Chocolate Grinding At J. S. Fry And Sons Factory, Bristol

Chocolate Grinding At J. S. Fry And Sons Factory, Bristol

The centres are covered with chocolate in an adjoining series of rooms, where all the operators are women and girls. Some of the fancy chocolates made at the Bristol factory are covered by "enrobing machines." Naked and unadorned centres are fed on trays to these wonderful machines, and in passing over a vessel filled with liquid chocolate they are clothed in a chocolate coat. This coat is ornamented with lines by little tools, cleverly manipulated by girls skilled at the work, or with raised patterns formed by trickling liquid chocolate through a funnel. Some of the centres are hand covered as well as hand ornamented, each being balanced on a special fork and separately dipped in a bowl of liquid chocolate. All fancy chocolates, whether hand dipped or enrobed by machinery, are put on trays and taken to a cooling room, so that their coats may set to their figures before they are packed.
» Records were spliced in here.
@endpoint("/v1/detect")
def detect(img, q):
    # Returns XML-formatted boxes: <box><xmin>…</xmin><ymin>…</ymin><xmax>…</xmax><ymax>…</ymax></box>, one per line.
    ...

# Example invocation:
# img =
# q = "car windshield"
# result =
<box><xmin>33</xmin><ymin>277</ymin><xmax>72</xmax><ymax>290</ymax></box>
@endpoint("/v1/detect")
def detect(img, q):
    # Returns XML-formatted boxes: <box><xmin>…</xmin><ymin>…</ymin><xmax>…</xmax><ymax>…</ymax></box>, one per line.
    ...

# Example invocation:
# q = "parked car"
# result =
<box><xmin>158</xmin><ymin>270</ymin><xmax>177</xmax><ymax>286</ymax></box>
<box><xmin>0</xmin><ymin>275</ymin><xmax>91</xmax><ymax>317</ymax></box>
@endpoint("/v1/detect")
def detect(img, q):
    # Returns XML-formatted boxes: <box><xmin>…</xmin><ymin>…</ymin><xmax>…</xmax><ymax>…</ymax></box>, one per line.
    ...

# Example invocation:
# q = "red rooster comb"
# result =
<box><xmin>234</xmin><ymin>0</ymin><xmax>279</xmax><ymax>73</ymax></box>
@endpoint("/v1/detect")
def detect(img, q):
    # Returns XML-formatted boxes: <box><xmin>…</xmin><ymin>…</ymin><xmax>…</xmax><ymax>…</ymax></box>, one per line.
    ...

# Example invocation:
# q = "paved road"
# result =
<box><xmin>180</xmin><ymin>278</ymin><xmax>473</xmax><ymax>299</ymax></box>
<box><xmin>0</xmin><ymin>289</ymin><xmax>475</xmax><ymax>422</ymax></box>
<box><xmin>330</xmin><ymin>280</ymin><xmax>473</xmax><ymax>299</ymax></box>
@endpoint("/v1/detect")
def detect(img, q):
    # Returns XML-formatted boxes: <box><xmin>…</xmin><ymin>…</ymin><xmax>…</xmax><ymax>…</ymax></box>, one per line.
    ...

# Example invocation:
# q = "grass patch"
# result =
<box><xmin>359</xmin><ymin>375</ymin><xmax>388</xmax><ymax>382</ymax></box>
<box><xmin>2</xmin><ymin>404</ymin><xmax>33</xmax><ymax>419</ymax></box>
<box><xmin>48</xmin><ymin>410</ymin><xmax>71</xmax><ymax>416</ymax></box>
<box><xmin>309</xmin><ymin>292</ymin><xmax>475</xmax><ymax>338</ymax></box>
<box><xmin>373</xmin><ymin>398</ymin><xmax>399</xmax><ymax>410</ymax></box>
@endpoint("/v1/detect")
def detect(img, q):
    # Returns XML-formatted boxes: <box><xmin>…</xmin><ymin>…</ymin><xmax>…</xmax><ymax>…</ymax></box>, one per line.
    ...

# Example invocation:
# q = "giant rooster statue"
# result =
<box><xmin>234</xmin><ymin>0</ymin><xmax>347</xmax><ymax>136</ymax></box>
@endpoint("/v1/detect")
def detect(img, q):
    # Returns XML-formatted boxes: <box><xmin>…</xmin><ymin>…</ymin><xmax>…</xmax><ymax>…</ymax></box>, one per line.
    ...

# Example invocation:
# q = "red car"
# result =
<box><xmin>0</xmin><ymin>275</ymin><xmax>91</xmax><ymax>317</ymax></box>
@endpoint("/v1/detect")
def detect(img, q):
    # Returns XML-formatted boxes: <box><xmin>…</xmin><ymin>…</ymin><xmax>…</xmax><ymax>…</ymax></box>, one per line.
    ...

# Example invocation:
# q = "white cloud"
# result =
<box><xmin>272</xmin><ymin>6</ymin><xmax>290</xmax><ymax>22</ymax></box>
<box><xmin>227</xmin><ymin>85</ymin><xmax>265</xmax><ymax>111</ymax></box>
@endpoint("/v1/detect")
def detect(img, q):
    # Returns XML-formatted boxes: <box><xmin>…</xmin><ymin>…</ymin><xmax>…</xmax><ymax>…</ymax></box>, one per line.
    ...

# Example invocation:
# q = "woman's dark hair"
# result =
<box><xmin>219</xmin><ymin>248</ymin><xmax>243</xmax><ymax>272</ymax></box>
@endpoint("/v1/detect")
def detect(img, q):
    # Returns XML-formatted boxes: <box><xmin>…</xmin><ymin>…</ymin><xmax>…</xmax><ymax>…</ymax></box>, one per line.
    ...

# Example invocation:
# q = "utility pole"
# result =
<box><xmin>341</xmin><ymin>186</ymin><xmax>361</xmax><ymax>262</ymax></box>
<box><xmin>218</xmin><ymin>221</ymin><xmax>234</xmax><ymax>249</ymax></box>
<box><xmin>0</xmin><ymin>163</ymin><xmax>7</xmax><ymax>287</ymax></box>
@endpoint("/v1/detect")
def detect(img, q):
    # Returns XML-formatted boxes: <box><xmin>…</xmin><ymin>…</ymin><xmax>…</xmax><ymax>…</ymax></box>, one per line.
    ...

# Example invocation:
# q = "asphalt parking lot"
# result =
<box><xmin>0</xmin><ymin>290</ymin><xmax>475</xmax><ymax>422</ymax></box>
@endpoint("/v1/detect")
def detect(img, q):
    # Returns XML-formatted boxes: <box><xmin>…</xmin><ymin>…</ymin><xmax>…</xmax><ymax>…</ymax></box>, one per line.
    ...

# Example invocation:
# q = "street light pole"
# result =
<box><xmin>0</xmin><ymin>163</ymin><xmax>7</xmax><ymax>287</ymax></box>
In this House of Fry there are workshops for making all the tins, boxes and packing cases used in the packing rooms. There are, too, dining rooms, rest rooms, a surgery, dental room, and club rooms, for in the policy that has piloted the House to its honourable and successful position the social welfare of the workers is regarded as a matter of primary importance.

Our "Happy Day at Bristol" brings our cocoa-tour to an end. Here we© must part company, to journey to our respective homes and take up the round of our daily life, I hope we shall meet again soon for another trip together to the scenes of everyday life connected with the production of things for everyday use. Meanwhile I would ask you to remember, and to explain to all your friends, that although cocoa and chocolate are so nice that they tempt people into considering them as luxuries, they are amongst the cheapest and most nutritious of foodstuffs, and should therefore have a place of honour among the necessities of life.